1. Tech stocks rally at the end of awful week
Tech stocks are roaring back today, with the Nasdaq Composite closing nearly 4 per cent higher, but Richard Waters argues there are plenty of reasons to believe the recent car crash isn’t over. John Thornhill says the rules of the game may have fundamentally changed, with Uber’s chief saying shareholders now need to be “shown the money” in terms of cash flow and profits.

2. Bitcoin is back as well
Bitcoin was back above $30,000 on Friday after a horrid time this week.
The $1.3tn cryptocurrency industry had also been hit on Thursday by one of its toughest challenges when stablecoin tether — a critical cog in the market — failed to maintain its link with the US dollar. Alphaville looks at how stablecoins are destabilising crypto and we also have an explainer on their significance. Lex says the size of the stablecoin industry — $180bn as of March, according to the Federal Reserve — makes it a source of potential systemic risks. Our Lunch with the FT this week is with Sam Bankman-Fried. the founder of the FTX crypto exchange.

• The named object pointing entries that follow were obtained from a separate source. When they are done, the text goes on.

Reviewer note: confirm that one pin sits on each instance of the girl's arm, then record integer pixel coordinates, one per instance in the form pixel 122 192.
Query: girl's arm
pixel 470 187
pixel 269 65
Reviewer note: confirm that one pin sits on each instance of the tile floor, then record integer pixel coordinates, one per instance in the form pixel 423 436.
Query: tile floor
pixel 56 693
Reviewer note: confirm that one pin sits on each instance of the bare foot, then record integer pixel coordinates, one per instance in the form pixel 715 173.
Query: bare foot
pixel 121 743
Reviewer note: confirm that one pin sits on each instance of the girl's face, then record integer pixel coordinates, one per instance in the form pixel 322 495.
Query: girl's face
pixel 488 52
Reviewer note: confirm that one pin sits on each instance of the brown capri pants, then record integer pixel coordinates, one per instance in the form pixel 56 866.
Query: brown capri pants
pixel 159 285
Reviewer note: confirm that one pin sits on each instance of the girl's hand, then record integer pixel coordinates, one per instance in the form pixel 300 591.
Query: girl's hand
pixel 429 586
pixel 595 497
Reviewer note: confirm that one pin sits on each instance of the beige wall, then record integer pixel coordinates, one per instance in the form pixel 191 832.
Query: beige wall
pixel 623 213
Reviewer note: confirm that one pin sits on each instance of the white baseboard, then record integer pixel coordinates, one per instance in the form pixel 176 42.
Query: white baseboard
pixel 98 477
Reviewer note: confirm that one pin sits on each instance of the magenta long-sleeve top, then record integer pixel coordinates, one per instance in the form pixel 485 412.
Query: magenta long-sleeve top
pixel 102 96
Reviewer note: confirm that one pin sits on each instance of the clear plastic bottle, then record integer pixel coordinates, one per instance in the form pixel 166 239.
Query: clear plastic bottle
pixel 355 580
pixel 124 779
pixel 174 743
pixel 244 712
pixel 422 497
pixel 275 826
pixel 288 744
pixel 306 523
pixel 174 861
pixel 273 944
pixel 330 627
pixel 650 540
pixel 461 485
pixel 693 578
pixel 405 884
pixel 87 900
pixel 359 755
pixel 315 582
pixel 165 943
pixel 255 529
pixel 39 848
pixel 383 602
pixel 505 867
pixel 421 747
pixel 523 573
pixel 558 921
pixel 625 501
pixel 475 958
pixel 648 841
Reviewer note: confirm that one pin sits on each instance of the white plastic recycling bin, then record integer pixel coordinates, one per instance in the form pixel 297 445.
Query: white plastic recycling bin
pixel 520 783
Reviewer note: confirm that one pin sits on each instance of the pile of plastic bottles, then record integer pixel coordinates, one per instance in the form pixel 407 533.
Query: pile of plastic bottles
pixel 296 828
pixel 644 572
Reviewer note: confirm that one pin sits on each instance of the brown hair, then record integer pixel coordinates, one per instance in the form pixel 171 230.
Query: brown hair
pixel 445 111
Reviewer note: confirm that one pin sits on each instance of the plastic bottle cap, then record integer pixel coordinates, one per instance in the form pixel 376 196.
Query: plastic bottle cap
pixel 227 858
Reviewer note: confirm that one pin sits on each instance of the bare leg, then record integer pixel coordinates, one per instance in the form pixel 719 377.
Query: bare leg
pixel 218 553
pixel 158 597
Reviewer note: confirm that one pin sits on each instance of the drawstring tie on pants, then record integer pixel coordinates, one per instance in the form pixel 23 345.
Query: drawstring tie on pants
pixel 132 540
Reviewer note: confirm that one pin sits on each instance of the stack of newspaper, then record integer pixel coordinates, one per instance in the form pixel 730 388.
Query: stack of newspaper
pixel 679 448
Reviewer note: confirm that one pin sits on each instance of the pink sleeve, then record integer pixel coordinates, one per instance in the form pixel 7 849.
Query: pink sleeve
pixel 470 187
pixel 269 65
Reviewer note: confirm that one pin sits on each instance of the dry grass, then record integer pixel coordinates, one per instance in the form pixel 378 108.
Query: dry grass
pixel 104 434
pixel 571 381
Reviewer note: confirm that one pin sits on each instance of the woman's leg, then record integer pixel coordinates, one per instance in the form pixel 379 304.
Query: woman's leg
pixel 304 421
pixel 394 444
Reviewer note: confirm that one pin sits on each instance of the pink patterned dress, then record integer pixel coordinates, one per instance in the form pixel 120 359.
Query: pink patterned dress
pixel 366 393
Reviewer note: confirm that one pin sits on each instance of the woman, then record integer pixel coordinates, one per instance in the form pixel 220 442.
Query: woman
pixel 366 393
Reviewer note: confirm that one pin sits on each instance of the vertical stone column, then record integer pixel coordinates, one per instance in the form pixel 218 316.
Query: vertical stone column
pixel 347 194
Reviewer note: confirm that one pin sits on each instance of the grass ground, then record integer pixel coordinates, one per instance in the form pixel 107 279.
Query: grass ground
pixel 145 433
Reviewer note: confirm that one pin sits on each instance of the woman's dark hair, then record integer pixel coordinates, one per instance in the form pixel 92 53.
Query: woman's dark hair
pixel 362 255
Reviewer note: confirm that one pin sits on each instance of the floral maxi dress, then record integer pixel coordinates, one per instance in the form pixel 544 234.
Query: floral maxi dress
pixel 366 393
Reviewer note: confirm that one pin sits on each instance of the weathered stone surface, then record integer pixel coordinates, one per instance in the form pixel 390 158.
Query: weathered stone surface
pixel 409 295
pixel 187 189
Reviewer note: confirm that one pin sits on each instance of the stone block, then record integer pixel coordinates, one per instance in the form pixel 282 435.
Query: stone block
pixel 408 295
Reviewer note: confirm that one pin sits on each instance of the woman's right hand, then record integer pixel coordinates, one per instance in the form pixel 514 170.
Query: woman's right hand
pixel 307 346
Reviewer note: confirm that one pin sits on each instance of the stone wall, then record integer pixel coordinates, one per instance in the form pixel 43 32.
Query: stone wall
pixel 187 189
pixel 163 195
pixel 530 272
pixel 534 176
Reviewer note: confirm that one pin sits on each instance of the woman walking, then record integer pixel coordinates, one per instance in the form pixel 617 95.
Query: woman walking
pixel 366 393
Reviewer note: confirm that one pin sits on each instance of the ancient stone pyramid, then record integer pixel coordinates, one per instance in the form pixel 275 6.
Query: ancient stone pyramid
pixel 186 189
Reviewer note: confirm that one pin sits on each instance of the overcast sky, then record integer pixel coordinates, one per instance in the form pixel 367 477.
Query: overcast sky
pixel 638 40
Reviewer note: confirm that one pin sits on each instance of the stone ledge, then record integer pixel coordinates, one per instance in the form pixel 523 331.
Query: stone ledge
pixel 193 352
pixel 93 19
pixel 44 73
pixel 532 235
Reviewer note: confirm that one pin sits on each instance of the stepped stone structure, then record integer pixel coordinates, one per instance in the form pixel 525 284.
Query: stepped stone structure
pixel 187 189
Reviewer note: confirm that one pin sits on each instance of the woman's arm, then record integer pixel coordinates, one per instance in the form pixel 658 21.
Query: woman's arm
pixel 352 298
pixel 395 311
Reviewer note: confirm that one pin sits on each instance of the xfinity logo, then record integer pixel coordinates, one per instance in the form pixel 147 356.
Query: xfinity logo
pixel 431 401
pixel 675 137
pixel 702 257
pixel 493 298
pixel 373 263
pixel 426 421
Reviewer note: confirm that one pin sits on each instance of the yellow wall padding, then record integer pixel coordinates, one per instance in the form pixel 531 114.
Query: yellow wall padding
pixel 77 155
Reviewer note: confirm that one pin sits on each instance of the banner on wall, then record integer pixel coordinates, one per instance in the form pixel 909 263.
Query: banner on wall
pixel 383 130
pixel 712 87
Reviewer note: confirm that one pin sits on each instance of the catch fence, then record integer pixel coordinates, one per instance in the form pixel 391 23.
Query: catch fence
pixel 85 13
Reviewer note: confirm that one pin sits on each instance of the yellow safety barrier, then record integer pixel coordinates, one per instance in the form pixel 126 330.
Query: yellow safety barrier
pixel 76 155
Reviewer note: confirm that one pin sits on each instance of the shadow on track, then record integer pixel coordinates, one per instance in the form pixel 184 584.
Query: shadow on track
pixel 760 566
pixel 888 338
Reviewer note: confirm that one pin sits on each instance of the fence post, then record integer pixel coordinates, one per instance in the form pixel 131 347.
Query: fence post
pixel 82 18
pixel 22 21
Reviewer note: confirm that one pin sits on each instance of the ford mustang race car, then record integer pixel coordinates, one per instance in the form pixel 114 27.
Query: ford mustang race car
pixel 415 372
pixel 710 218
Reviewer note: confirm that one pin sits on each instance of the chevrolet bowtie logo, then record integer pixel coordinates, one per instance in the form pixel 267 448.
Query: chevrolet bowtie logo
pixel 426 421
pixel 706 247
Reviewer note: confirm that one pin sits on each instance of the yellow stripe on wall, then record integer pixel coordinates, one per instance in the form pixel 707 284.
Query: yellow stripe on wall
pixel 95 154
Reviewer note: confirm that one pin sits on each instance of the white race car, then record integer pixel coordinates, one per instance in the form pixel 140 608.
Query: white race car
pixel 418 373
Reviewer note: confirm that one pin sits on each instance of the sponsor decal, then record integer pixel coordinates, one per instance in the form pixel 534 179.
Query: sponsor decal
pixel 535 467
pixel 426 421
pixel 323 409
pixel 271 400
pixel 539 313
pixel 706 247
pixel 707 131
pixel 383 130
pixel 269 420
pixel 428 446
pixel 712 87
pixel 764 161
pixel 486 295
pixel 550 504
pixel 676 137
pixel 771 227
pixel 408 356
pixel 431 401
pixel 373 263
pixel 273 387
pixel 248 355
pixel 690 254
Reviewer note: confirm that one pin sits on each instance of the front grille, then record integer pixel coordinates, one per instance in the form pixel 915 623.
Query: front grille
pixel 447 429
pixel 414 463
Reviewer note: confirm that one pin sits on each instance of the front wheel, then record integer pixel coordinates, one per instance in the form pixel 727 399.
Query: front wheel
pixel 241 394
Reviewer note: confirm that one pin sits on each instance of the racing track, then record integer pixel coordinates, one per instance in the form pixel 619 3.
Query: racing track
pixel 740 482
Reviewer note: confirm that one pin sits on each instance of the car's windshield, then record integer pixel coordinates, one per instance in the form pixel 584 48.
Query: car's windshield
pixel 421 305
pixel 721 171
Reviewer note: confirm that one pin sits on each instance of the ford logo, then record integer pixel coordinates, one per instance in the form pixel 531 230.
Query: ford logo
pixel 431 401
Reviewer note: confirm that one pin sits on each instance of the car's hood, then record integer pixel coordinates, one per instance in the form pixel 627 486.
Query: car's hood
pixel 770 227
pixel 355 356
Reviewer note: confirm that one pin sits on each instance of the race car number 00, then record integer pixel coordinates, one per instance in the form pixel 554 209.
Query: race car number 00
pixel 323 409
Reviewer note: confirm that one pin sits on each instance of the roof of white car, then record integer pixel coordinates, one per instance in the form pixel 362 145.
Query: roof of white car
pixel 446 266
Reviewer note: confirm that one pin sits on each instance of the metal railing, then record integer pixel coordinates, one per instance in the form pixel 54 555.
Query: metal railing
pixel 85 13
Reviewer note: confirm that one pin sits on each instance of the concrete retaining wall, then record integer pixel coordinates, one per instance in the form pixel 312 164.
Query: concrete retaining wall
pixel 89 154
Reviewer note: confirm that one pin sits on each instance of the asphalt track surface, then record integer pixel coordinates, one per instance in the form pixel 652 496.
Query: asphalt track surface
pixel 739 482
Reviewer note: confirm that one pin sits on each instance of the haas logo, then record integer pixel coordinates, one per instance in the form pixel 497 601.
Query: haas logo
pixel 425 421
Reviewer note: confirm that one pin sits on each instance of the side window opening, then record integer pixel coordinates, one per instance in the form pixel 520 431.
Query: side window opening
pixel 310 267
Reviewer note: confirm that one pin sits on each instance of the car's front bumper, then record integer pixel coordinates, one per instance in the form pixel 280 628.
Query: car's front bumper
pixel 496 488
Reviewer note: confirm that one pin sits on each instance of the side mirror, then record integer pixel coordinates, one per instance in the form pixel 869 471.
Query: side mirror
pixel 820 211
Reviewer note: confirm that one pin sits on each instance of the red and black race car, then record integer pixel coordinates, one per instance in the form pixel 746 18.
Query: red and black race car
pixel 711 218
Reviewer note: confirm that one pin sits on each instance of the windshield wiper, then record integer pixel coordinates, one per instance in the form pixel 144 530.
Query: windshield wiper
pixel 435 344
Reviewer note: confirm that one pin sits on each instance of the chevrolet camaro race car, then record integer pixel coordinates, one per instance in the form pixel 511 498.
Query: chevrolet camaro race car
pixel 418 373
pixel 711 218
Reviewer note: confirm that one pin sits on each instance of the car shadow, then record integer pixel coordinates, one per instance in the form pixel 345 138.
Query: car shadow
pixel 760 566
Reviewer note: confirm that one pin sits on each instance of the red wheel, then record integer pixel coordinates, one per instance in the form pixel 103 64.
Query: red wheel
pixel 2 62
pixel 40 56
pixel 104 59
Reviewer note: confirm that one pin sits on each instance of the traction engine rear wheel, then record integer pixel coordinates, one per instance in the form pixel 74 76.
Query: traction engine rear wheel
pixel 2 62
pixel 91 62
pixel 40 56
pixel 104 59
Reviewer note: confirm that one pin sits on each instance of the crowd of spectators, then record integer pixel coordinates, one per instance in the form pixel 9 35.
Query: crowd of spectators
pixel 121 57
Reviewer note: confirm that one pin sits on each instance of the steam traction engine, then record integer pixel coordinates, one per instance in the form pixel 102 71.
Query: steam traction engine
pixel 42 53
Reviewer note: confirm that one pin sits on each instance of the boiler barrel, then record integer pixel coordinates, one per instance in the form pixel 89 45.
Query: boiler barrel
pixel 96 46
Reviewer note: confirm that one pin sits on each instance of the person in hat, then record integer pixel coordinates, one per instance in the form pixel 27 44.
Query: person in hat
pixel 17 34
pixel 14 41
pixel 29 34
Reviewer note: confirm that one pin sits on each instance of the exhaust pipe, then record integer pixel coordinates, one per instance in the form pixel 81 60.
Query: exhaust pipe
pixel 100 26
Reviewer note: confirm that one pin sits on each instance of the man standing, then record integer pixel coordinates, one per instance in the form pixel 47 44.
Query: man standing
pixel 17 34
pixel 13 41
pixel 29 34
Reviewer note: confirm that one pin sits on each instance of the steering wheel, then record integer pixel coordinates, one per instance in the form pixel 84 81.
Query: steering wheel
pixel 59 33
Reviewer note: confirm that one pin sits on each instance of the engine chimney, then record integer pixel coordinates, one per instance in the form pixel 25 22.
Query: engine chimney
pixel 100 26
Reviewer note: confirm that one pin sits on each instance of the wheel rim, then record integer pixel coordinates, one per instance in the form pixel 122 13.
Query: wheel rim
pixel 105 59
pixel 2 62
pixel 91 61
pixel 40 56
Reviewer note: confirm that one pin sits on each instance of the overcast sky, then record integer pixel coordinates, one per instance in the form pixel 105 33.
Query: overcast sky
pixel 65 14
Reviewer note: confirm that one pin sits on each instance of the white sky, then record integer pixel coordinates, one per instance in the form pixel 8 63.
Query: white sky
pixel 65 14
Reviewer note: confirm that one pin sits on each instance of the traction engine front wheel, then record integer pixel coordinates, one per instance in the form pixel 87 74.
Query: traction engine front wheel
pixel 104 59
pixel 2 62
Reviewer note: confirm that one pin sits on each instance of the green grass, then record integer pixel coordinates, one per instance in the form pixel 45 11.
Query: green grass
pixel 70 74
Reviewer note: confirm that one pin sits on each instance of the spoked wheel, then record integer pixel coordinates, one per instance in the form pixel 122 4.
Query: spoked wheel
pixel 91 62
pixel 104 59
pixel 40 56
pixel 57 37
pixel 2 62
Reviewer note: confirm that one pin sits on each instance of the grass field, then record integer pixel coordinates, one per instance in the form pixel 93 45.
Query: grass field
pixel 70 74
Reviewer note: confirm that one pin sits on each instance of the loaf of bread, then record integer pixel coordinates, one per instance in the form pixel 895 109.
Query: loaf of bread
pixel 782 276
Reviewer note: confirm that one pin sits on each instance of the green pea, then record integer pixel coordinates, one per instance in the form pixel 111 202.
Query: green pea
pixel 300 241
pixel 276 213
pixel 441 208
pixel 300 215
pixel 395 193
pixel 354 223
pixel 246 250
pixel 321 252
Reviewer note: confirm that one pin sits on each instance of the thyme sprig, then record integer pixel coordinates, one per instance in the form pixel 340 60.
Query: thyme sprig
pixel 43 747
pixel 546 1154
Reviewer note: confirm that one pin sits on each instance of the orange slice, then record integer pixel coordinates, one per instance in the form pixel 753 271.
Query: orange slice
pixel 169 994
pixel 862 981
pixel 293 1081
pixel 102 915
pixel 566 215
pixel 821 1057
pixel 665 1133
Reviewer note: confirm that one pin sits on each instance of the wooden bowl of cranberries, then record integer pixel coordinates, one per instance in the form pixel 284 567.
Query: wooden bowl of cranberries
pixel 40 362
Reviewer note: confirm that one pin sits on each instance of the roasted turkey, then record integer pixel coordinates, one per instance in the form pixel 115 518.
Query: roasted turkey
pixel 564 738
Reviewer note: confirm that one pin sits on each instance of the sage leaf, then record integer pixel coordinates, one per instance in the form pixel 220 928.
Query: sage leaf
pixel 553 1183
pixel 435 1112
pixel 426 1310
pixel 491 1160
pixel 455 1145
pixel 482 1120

3. VCs seek big NFT returns
Venture capitalists are ploughing millions into digital art, virtual land and online collectibles, the new frontier for investors seeking big returns in crypto. Andreessen Horowitz and Paradigm, two of the largest cryptocurrency venture fund managers, have begun investing directly in non-fungible tokens (NFTs), reports Miles Kruppa. FT Weekend looks at
Los Angeles-based Jason Li’s art collection of 1,000 NFTs.

4. Son raises SoftBank’s umbrella
“We put up an umbrella when it rains,” said Masayoshi Son this week. “It is the time to strengthen our defence now.” Here’s our analysis of the more subdued and humbler SoftBank founder, after he revealed a $27bn loss for its Vision Fund investments.

5. Money, it’s a gas
Grab that cash with both hands and make a stash. Pink Floyd, known for hits such as “Money”, could soon be $500mn richer, with Warner Music and KKR-backed BMG competing to buy the band’s entire back catalogue. Lex says such assets, which are effectively annuities, are the antithesis of the flashy artists behind them.

Tech tools — Google’s gaggle of gadgets

Google’s gaggle of hardware announcements at its I/O developer conference this week included new phones, a watch, earbuds and a tablet. There was a first look at the Pixel 7 and 7 Pro smartphones, but the Pixel 6a will be available sooner with pre-orders from July 21 for $449. Pixel Buds Pro earphones will be available at the same time. Coming in the autumn is the Google Pixel Watch, the first all-Google-built smartwatch, with Wear OS, Fitbit integration and Assistant access. A Pixel tablet was shown, but won’t be available till next year. The Guardian has a round-up of all the gadgets, as well as looking at improvements in the Android 13 operating system due this summer.